On 10/25/2021 at 10:01 PM, 10GaugeNeedles said:This is the biggest misinformation from your side: "get vaxxed or you are risking infecting a bunch of people." This is simply false. After vaccination you are just as likely to spread the virus (possibly a slight decrease since once infected you will likely recover quicker), assuming you carry it, as anyone else. getting vaccinated does not limit spread. Getting vaccinated does not limit spread.
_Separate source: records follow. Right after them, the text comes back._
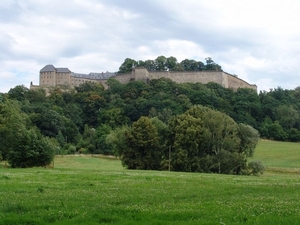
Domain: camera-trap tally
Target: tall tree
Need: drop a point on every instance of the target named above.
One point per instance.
(143, 146)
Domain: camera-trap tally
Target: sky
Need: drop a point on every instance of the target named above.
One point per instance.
(257, 40)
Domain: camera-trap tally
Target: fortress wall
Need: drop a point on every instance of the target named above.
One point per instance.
(140, 74)
(62, 78)
(123, 78)
(191, 77)
(48, 79)
(235, 83)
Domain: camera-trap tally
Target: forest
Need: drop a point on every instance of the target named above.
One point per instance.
(92, 120)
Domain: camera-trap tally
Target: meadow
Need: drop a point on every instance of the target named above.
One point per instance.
(90, 190)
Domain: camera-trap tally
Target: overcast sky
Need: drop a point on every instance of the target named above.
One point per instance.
(258, 40)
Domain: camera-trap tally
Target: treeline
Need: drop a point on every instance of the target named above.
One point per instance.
(90, 119)
(162, 63)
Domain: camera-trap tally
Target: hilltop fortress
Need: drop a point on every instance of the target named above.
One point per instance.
(53, 77)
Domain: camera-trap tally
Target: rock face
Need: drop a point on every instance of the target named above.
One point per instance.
(52, 77)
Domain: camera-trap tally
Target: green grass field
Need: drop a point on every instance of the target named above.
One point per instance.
(89, 190)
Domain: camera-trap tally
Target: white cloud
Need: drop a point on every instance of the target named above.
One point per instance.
(257, 40)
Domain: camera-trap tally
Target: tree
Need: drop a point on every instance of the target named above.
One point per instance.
(143, 150)
(19, 92)
(249, 139)
(205, 140)
(31, 149)
(117, 140)
(211, 65)
(127, 66)
(20, 143)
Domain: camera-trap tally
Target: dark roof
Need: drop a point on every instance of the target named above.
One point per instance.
(48, 68)
(94, 76)
(63, 70)
(51, 68)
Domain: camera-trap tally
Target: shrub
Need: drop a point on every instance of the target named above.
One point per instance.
(255, 168)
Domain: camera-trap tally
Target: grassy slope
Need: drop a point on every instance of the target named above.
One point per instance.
(85, 190)
(278, 154)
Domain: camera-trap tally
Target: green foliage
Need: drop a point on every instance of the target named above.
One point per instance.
(249, 138)
(117, 140)
(205, 140)
(255, 168)
(118, 196)
(31, 149)
(143, 150)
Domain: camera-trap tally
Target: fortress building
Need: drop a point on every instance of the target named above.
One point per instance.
(53, 77)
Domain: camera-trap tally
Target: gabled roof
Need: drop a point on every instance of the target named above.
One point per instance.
(51, 68)
(48, 68)
(63, 70)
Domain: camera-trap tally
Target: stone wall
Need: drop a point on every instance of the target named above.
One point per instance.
(52, 79)
(224, 79)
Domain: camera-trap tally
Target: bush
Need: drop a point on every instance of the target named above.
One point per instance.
(255, 168)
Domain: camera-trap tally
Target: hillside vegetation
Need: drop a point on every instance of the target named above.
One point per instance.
(94, 190)
(92, 120)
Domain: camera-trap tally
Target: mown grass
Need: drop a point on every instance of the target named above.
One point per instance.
(278, 156)
(89, 190)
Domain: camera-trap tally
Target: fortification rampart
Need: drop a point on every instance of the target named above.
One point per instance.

Getting vaccinated does not limit spread.
“Unvaccinated people remain the greatest concern: The greatest risk of transmission is among unvaccinated people who are much more likely to get infected, and therefore transmit the virus. Fully vaccinated people get COVID-19 (known as breakthrough infections) less often than unvaccinated people.”
https://www.CDC.gov/coronavirus/2019-ncov/variants/delta-variant.html
Breakthrough cases account for only a small percentage of the positive cases, and an even small number of positive cases relative to the vaccinated population. Take for example PA since 1/1/2021: “94 percent of reported COVID-19 cases were in unvaccinated or not fully vaccinated people. Among a total of 639,729 positive cases, there have been 35,389, or six percent, identified post-vaccination cases. Cumulative case incidence among the unvaccinated and not fully vaccinated was 7.1 times as high as the case incidence among the fully vaccinated”.
https://www.media.pa.gov/pages/health-details.aspx?newsid=1595
Or Washington state where unvaccinated people aged 12-34 year olds are 6 times more likely to test positive compared to fully vaccinated people of the same age.
Or Minnesota where breakthrough infections account for 1.56% of positive cases.
https://www.health.state.mn.us/diseases/coronavirus/stats/vbt.html
A vaccine that offers 95% or 86%, or any similar high number of protection against hospitalization and death is very much worth taking. And having a shorter period of time when an infected person is likely infectious, also means a lot when you look at the level of ongoing community transmission on a population level.
MunoRN, RN
8,058 Posts
That's an impressive array of misinformation all packed into one post.
The CDC has never stated that being vaccinated does not limit a person's likelihood of spreading Covid.
What a number of sources, including the CDC, have pointed out is that both the vaccinated and unvaccinated can have a similar peak level of viral load, which is correct.
The difference between the vaccinated and unvaccinated is how long that period of active replication lasts. There are a number of studies but overall they find that a vaccinated person has a significant viral load for around 3 days, but the unvaccinated have transmissible levels of virus replication for between 10 and 15 days. That's a difference in potential for transmission that is 3-4 times that of a vaccinated person, not a "slight" difference.
While risk profiles vary, there is no risk group for whom the risk posed by Covid is less than the risk posed by vaccination. Even the lowest risk groups are accepting a risk of harm that is many times that of vaccination by declining to get vaccinated. If you want to say you're willing to take on that increased risk by not being vaccinated then that's fine. But it's not acceptable to spread the idea that someone may be at less risk by being unvaccinated. Our ICU is full of unvaccinated people, for the most part in their 30's, who said they didn't get vaccinated because they heard the same misinformation you are spreading. While they didn't hear it directly from you personally, I don't think it's valid to say there's no connection between you and the harm that results from your actions.